Skrewloose, Sep 21 2008

       //Water is around 1000 times denser than air, but drag is proportional to speed squared//
sp. "800", "cubed"
AbsintheWithoutLeave, Sep 21 2008

       Well there's no problem with air and no problem with submarine travel, the problem is at the surface, but air vehicles tend to fall out of the sky and submarine passengers tend to asphyxiate, so....   
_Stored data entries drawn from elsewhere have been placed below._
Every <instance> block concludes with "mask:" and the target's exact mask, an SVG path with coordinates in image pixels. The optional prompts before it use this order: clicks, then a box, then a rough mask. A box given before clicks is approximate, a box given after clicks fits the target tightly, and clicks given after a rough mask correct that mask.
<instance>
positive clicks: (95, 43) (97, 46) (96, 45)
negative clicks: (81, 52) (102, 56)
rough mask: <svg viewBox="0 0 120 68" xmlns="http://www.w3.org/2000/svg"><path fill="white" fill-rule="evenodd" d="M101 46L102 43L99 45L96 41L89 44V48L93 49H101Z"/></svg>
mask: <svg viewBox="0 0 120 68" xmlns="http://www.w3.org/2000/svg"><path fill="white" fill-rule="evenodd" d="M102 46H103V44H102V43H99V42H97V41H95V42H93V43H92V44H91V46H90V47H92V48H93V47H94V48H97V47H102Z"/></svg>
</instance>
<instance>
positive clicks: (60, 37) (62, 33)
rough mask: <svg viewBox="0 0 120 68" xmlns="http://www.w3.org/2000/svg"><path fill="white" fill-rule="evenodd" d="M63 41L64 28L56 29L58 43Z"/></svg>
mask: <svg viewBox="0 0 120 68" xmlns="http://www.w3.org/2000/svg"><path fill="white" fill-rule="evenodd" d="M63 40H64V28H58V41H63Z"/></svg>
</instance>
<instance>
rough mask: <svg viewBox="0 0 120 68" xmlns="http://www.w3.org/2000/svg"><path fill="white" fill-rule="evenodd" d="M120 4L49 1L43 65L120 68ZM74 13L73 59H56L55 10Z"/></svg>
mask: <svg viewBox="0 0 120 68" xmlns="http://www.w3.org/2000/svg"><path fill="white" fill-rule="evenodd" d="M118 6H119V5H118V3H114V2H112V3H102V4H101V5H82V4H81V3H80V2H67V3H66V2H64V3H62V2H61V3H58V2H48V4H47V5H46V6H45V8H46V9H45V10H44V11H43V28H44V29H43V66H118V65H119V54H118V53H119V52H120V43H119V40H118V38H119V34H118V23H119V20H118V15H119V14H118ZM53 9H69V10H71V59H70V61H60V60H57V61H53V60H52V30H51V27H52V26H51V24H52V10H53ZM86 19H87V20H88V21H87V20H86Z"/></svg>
       Flying-Fish Transatlantic Service: same thing but completely different: no tracks, just a train that leaps out of the water and dives back in again. Good for that "Mechanical Loch Ness Monster" effect.
FlyingToaster, Sep 21 2008

       sounds strangely doable. the additional resistance of water does not greatly slow down boats, or come to think of it submarines. is it really true to say that because water is denser it has an equal increase in friction? trains don't even try to have aerodynamic fronts because their mass (and hence inertia) is so great any air friction is nominal. the main problem is overcoming its own inertia, once they get to speed they require little energy to keep them going. i think this mass would reduce the relative friction effect of water. the greater problem would certainly be laying the track. i am presuming it would be laid on the sea bed otherwise any support structure would make it prohibitively expensive ov er air travel. Oil drilling platforms sometimes use pipelines to get the oil back to land at a constant flow for storage. i have met a diver who works at assembling these lines and apparently it is a virtually impossible and very dangerous task to construct these. as an adjunct to your idea perhaps the 'trains' could travel on cables slung within the sea, with the train driver able to control the bouyancy much like a scuba diver, and use fins or aelerons to control the relative elevation and direction of the 'train' whilst underwater. the train could then attach to rigid track once the water was not deep enough to absorb any error in the positioning of the train.
williamsmatt, Sep 22 2008

       //with the train driver able to control the bouyancy much like a scuba diver//
By varying his average lung volume??
coprocephalous, Sep 22 2008

       ha ha. try:   

       //with the train driver able to control the bouyancy [of the train] much like a scuba diver//
williamsmatt, Sep 22 2008

       Oh, my dear! You forgot to take into account the water displaced! Haven't you known that speeding bullets simply disintegrate upon hitting water? So, why not just gulp the frontal water in and jet it out in the rear? Once done, all that's left is to make enough living space between the inner and outer shells of an open-ended hollow cylindrical underwater transatlantic train we envisioned...
rotary, Sep 22 2008

       [rotary], top speed submarine travel is estimated at around 45 - 50 knots/hr or 90klm/h. interestingly a tuna travels at around 45knots. bullets travel around 3000klm/h. thats a pretty big difference - what speed are you thinking this thing would travel at?
williamsmatt, Oct 05 2008

       How about a rope drive system where the sea-train connects on, with a parrellel rope 50 miles north or south to provide a backup line incase the rope snaps. The rope would flex for collision avoidance, to avoid hitting a whale for example. The train would have multiple and redundant collison avoidance systems as well. If the sea-train goes faster than 60 MPH, have unmanned scout cars ahead of the train because the ocean is unpredictable. There could be bouy-like supports to hold the line near the ocean surface. Having rope lines for thousands of miles in the ocean is cheap and low-tech infrastructure.   

       If we want a fast trans-ocean transport alternative to planes we should develop speed ships, capable of 200+ MPH.   

       I think we should just build Elon Musks Hyperloop or ET3 already.